By: Tom Shell; Published: November 11, 2014 @ 3:51 pm | Comments Disabled

Do you have the time to listen to me whine? Sorry, but I need to vent about the challenges of being terminally ill in America today. I am not sure that it is worse than in other countries. In fact, I am sure it is dramatically better than in most developing nations.

I am not a medical expert, only a patient who has also been a small busi­ness owner most of his life. As such, I am required to put my customer’s interests first or I will surely fail. It boils down to customer service – saying what I mean and doing what I say. If I don’t do what I say, my customers will soon lose faith in me and find somebody else who can be trusted.

I have made my living earning my clients’ trust and doing everything in my power to keep it. They know that when they give me a project to complete (I am a facilities project manager – I build offices), they can count on me to get it done with their best interest in mind.

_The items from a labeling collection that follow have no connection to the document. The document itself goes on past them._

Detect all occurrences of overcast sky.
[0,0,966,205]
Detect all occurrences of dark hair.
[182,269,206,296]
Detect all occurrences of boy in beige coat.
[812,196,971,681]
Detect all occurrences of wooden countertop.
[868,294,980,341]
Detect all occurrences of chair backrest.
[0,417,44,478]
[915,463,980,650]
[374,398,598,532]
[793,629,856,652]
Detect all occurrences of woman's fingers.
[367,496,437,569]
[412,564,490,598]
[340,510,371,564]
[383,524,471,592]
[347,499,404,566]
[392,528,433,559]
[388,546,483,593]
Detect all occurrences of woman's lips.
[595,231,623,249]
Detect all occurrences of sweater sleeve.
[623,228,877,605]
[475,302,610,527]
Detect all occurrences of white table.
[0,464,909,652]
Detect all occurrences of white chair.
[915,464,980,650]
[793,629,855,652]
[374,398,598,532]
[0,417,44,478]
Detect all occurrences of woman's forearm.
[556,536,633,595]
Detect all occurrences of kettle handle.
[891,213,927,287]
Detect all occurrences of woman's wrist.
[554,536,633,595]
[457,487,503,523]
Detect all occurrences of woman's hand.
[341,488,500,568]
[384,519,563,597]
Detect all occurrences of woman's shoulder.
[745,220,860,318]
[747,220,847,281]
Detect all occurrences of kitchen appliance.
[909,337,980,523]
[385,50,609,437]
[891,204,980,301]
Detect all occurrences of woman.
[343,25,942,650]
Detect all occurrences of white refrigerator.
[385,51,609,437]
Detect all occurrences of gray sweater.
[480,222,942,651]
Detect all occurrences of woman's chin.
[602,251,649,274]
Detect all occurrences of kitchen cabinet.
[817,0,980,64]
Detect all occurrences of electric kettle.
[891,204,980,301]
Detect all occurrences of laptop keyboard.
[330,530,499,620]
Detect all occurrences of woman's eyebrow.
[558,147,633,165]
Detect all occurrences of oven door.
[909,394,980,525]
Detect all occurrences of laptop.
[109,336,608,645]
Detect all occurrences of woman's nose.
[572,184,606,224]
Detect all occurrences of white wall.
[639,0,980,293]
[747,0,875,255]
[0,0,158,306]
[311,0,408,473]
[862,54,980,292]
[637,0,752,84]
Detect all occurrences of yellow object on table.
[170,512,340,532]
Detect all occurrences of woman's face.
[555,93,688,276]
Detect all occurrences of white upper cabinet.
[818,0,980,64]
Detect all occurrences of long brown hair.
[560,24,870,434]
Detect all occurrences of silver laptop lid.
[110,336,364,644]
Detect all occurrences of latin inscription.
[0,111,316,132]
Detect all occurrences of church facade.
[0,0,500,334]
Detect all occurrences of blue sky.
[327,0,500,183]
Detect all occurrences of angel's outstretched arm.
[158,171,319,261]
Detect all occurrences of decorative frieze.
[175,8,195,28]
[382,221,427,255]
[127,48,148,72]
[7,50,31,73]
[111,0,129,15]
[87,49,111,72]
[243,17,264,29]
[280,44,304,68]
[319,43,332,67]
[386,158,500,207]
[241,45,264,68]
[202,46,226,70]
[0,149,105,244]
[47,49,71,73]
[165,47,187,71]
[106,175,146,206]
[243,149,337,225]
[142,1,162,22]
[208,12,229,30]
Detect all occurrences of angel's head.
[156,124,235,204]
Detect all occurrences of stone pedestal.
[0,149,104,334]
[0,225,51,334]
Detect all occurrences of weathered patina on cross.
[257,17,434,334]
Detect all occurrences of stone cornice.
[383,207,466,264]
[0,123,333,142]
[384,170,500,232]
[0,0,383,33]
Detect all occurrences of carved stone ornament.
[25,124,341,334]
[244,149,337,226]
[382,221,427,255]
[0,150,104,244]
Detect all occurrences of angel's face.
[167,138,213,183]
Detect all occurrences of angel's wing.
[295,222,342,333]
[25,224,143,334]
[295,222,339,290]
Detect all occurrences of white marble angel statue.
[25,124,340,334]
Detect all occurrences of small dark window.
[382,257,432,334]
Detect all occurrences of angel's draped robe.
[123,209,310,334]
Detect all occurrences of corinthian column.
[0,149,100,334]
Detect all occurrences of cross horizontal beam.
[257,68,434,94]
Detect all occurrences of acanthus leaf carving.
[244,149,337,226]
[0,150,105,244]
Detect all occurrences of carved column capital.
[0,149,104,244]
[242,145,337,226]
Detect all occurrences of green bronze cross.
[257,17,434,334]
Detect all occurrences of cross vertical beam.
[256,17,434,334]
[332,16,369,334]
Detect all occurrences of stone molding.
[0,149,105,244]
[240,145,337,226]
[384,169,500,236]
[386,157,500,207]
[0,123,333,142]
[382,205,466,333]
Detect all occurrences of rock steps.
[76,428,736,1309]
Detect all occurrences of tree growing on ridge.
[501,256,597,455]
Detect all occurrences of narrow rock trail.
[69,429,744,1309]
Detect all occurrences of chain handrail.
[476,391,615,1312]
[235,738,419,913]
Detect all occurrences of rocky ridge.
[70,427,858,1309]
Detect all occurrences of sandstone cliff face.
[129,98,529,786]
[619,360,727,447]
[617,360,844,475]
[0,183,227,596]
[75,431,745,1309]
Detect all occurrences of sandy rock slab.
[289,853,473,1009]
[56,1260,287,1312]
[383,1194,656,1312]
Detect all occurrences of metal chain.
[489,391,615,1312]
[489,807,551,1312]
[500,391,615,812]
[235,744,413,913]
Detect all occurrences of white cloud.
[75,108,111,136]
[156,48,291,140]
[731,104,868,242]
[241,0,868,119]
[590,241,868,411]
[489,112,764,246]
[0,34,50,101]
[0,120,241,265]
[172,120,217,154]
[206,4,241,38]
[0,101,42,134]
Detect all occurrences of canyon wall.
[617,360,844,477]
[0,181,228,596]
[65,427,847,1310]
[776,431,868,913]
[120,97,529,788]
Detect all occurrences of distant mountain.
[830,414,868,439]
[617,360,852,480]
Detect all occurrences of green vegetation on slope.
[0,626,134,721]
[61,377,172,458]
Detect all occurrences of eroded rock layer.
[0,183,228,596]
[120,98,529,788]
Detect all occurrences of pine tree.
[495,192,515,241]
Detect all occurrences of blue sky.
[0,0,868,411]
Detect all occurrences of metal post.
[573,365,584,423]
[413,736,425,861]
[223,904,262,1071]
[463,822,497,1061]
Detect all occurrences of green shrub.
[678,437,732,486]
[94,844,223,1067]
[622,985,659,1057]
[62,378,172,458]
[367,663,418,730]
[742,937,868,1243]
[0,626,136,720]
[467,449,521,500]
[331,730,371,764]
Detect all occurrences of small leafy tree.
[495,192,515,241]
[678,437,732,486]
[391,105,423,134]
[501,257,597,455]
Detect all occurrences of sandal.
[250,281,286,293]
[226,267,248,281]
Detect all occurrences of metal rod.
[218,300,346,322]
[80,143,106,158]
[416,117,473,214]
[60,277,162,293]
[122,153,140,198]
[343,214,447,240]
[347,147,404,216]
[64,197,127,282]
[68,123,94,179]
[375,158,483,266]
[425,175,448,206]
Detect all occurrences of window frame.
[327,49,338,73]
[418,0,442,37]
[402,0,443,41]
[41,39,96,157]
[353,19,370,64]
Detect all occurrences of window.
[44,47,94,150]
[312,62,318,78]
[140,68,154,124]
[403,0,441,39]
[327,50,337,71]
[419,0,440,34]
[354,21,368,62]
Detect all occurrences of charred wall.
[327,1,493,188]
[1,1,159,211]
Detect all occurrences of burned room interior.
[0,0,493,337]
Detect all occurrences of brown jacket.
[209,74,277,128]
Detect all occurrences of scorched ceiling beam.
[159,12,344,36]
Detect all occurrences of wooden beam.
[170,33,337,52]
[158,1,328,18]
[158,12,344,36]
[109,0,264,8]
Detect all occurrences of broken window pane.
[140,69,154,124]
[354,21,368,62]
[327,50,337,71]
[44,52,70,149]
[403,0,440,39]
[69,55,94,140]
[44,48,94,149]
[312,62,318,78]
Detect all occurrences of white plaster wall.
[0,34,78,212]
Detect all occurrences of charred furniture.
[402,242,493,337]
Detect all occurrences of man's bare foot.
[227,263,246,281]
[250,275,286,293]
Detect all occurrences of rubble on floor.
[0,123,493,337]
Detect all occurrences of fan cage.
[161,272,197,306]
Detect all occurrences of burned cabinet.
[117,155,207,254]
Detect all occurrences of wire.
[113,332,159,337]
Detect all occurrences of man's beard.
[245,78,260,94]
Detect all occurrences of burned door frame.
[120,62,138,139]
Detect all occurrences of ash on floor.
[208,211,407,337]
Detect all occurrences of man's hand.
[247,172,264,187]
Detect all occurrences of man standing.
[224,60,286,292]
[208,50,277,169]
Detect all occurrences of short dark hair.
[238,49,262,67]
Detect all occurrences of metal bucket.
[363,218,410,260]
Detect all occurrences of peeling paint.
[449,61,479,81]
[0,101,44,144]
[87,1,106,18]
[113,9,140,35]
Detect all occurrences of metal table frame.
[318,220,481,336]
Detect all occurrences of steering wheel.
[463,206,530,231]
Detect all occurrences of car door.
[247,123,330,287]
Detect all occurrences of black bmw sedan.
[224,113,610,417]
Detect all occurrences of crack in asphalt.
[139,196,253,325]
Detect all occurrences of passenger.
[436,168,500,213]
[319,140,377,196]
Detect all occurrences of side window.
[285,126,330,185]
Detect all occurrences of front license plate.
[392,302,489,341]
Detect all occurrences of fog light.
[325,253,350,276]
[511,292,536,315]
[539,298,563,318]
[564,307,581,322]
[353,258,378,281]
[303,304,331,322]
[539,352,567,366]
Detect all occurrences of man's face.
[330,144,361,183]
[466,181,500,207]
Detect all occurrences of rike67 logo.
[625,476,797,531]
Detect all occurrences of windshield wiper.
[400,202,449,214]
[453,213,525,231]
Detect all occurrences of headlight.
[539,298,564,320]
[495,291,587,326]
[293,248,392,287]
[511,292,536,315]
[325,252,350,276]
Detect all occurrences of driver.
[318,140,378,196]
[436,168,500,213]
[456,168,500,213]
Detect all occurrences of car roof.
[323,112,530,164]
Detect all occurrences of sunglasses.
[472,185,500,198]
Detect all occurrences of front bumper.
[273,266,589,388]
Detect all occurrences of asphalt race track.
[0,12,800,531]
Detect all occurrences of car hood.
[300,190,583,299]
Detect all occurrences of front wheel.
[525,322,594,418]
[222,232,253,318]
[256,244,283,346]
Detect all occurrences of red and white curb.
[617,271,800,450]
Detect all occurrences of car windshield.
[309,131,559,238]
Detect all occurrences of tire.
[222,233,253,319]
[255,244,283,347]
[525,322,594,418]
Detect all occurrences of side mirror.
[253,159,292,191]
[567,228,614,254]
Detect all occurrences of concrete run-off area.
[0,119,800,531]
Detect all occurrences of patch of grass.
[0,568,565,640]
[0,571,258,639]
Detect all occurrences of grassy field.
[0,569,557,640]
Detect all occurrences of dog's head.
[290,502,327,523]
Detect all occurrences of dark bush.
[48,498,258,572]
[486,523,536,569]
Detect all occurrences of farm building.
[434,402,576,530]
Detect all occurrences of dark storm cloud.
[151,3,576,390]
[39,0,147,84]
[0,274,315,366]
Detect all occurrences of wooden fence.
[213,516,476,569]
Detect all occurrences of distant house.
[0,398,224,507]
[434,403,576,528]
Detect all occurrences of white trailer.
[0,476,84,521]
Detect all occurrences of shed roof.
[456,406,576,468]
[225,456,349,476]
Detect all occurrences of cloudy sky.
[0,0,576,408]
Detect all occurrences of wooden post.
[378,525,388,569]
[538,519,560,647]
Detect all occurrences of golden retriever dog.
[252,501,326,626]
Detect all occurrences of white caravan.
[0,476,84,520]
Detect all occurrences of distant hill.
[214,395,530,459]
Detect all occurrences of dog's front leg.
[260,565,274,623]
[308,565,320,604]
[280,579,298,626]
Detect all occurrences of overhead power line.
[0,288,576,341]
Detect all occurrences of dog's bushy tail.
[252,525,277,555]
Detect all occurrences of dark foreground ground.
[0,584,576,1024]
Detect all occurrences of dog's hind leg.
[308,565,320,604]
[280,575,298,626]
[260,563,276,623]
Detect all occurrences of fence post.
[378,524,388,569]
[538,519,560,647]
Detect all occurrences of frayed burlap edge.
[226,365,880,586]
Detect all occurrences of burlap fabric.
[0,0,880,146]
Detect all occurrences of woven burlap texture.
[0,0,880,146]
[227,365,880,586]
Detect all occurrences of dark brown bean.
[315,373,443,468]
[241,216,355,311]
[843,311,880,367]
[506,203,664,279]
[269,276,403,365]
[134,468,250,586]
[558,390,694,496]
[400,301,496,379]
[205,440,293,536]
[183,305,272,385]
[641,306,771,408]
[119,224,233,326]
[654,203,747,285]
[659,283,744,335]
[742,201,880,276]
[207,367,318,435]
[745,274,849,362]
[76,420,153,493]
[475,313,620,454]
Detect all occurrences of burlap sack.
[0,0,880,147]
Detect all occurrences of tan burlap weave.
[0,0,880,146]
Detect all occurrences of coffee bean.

Why can’t our medical providers do this?

Don’t get me wrong, not all of my experiences have been bad. In fact, my current local oncologist and his staff are as good as it gets at providing quality health care in a friendly manner that takes my personal needs into account. My appointments with them are generally on time, the reception staff greet me with a smile EVERY time I arrive, my doctor patiently listens to my concerns, and the facilities are kept clean and reason­ably cheerful.

I have had too many negative experiences to count with other providers, but my local oncology team is def­i­nite­ly top notch.

But let me start at the beginning.

My myeloma was initially detected by a blood test ordered by an immunologist; she was the one who re­ferred me to my first oncologist. This is not unusual. Most of us met our first oncologist through a referral from another doctor. We don’t choose them. It is entirely dependent upon the doctor who refers us.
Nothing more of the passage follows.